Lecture 3: Memory Safety Vulnerabilities

Buffer Overflow Analogy


What part of the airline ticketing system might be broken? How might you fix it?



Vulnerable Code


In the last example of vulnerable code (with a function pointer), what should the attacker input as their name to take over control of the program? Assume the code the attacker wants to run is more than 20 bytes long.



Memory-Unsafe Languages are Dangerous

What are the four parts of C memory? What part of memory would a variable be stored if I define it: 1) outside any function, 2) as a local variable in a function, and 3) by calling malloc?


Note: The 61C review lecture has a review of C memory layout if you want a refresher.



x86 Function Call


What two values are saved on the stack when x86 calls a function?

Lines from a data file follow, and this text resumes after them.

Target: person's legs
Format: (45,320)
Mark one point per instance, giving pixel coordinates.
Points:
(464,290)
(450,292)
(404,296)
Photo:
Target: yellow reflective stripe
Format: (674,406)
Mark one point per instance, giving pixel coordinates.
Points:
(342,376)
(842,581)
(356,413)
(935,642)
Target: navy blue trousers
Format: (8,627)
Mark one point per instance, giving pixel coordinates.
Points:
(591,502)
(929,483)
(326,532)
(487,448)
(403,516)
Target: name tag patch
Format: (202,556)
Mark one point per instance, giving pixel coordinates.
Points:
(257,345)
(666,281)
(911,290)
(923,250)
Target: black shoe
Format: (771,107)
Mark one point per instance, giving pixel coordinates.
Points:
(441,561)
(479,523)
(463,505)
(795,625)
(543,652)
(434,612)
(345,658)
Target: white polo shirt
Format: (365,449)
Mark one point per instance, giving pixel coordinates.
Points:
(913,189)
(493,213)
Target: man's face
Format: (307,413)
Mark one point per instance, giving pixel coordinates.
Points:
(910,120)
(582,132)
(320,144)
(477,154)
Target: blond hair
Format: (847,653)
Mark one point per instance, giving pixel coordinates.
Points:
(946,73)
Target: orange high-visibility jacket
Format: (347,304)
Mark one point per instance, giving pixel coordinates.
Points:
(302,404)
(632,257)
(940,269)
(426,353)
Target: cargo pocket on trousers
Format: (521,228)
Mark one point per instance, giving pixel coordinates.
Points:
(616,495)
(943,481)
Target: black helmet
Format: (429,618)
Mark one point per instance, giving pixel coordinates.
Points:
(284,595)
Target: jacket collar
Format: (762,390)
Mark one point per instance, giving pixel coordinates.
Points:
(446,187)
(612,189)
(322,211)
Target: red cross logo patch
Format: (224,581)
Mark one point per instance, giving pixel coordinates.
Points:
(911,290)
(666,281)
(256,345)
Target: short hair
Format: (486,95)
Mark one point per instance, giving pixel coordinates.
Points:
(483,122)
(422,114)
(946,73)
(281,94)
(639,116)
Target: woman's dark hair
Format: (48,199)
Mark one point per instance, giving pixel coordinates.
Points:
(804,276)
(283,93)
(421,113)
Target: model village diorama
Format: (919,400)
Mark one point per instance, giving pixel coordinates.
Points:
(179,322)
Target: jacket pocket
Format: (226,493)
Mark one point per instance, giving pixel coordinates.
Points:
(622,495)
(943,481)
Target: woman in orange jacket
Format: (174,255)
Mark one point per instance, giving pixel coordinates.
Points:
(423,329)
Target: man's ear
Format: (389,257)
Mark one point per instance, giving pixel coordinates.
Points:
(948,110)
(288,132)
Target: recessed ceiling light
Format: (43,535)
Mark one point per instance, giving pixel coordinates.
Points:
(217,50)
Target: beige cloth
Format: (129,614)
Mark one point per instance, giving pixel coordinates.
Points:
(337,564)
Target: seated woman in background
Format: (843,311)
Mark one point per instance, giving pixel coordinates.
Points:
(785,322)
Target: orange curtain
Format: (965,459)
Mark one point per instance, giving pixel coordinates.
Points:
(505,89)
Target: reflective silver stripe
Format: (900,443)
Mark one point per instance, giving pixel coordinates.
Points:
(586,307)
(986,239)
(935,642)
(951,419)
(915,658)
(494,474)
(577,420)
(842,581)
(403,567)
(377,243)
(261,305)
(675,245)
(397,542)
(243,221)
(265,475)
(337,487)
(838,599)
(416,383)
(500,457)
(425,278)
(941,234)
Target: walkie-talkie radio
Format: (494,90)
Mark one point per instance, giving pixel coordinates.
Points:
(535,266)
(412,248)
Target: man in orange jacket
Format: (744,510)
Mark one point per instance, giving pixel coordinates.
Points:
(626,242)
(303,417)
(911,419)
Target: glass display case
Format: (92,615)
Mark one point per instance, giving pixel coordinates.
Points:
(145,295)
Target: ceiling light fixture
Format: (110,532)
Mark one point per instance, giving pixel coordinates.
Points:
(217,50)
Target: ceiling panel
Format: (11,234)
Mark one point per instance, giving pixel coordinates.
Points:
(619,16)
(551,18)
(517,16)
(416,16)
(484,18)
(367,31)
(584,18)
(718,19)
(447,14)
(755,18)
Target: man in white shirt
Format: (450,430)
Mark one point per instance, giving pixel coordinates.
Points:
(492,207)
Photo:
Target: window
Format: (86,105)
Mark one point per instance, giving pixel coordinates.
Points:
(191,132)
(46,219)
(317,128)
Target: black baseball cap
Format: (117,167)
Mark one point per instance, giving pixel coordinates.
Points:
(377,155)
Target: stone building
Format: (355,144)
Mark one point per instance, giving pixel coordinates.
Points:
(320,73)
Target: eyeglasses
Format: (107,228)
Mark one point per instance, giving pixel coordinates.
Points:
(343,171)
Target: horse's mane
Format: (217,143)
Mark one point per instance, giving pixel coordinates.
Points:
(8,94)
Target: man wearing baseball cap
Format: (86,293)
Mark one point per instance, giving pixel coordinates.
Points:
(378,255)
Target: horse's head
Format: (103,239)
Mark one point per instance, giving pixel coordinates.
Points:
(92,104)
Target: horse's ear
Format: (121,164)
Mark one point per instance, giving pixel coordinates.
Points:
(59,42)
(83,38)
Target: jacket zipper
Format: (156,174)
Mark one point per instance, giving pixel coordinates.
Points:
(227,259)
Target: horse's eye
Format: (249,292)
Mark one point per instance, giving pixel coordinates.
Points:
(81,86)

Why do we need to save these values?


Note: For more details on x86 function calls, consult the 61C review lecture.



Intro to Buffer Overflows



Overwriting the Return Address


Suppose there is a vulnerable local variable that the attacker can overflow at address X on the stack, and the return address of this stack frame is at address Y. What could the attacker input into the buffer to take over control of the program? (You can use expressions like X+Y or Y-12 in your answer.)



Signed/Unsigned Vulnerability


Note: You don’t need to know the specifics of number representation for projects or exams. You should know that 0xffffffff (a binary string of all 1s) is a very large number when interpreted as an unsigned integer, and -1 when interpreted as a signed integer.



Integer Overflow Vulnerability



Format String Vulnerability


Q2 on Homework 2 has some practice on format string vulnerabilities.



Vulnerabilities Outside the Stack


Note: You should know conceptually that the heap can be overflowed in C++ to take control of the program, but since C++ is not a prerequisite for the course, we won’t test you on C++ heap overflows on exams or projects.



Making Exploits Robust


What are some defenses we might use to stop buffer overflow attacks?